Patty Stanger, “The Millionaire Matchmaker,”insists that her clients create a list of five non-negotiables for a potential mate. It may be that they must love kids, or sailing, or are vegan. Whatever.
This is, however, an excellent exercise for you to do as you begin a job search. Don’t apply for any old job, because it’s better than the one you have. Figure out what is important to you. It may be more sunshine than rain, it could be you want to be able to ride your bike to work, your spouse may not be able to find work in certain parts of the country because of what they do. Ok, eliminate the cities and states that don’t fit into your non-negotiables and start from there.
Your non-negotiable may be more about the job itself; you want to work for a certain company, in a specific role (host vs. anchor, PD vs. GM) or you want to be at an established station with a history in the format.
The key is to figure out what is important to you and your family’s happiness.
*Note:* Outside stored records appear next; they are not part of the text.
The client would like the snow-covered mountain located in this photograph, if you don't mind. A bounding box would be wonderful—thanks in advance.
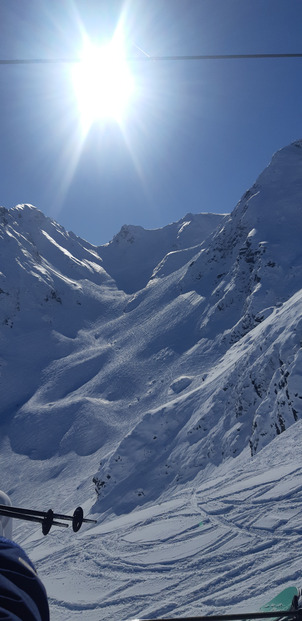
[1,141,302,620]
[97,212,225,293]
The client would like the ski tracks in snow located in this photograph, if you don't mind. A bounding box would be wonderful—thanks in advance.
[29,424,302,621]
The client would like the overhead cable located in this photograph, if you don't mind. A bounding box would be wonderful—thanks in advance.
[0,52,302,65]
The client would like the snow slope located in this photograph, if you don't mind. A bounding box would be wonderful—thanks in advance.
[12,421,302,621]
[1,141,302,619]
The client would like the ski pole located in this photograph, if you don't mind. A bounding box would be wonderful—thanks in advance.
[0,504,97,535]
[0,506,68,535]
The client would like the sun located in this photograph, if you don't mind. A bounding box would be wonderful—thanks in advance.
[72,39,135,132]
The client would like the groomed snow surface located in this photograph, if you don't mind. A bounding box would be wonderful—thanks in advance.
[1,141,302,619]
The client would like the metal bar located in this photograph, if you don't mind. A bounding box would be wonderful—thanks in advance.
[137,614,300,621]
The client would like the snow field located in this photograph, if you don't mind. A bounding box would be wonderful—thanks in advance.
[16,421,302,621]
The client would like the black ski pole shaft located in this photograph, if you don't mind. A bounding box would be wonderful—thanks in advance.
[0,503,96,524]
[137,613,301,621]
[54,512,97,524]
[0,507,68,529]
[0,504,50,519]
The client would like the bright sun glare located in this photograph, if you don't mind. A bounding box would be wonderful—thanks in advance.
[72,39,135,132]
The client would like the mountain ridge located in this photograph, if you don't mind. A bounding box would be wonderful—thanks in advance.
[1,142,302,496]
[97,212,226,293]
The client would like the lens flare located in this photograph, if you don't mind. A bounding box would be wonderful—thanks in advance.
[72,39,135,133]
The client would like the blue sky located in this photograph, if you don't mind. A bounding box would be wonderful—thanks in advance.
[0,0,301,245]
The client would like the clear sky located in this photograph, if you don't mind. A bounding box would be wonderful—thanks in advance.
[0,0,301,245]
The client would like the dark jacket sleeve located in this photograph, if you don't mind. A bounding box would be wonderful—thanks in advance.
[0,537,49,620]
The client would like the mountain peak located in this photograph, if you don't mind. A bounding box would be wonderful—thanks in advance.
[233,140,302,250]
[255,139,302,189]
[11,202,47,223]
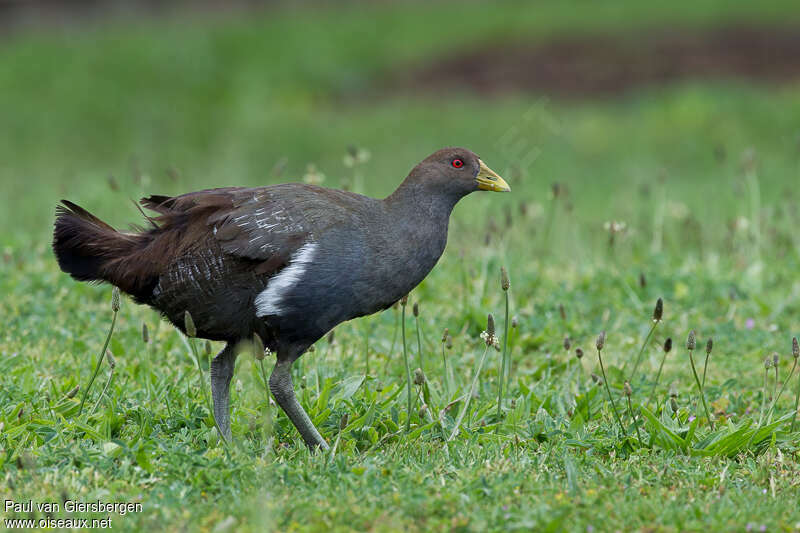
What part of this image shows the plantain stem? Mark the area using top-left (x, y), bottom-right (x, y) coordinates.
top-left (401, 303), bottom-right (412, 432)
top-left (78, 309), bottom-right (117, 416)
top-left (628, 320), bottom-right (658, 383)
top-left (496, 291), bottom-right (510, 421)
top-left (598, 348), bottom-right (627, 437)
top-left (689, 349), bottom-right (714, 429)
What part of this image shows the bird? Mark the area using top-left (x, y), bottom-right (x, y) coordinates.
top-left (52, 147), bottom-right (510, 450)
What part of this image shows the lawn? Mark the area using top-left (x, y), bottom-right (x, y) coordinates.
top-left (2, 1), bottom-right (800, 531)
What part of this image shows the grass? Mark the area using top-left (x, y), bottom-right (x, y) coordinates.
top-left (2, 1), bottom-right (800, 531)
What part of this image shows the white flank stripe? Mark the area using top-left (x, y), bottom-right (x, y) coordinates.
top-left (255, 242), bottom-right (318, 317)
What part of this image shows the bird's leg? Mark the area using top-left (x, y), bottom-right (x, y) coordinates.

Over the years, I’ve offered jobs to dozens of people and I can’t remember how many times, after completing the whole interview process, flying them to the city I was in at the time and negotiating salary, the offer was rejected because the spouse didn’t want to move — not to this specific city, but anywhere. Do yourself and everyone else a favor and have those conversations before you begin looking for new work.
Do not just do this in your head. Get out a piece of paper and write down your non-negotiables. If the job you are considering doesn’t meet ALL of the non-negotiables, don’t bother applying.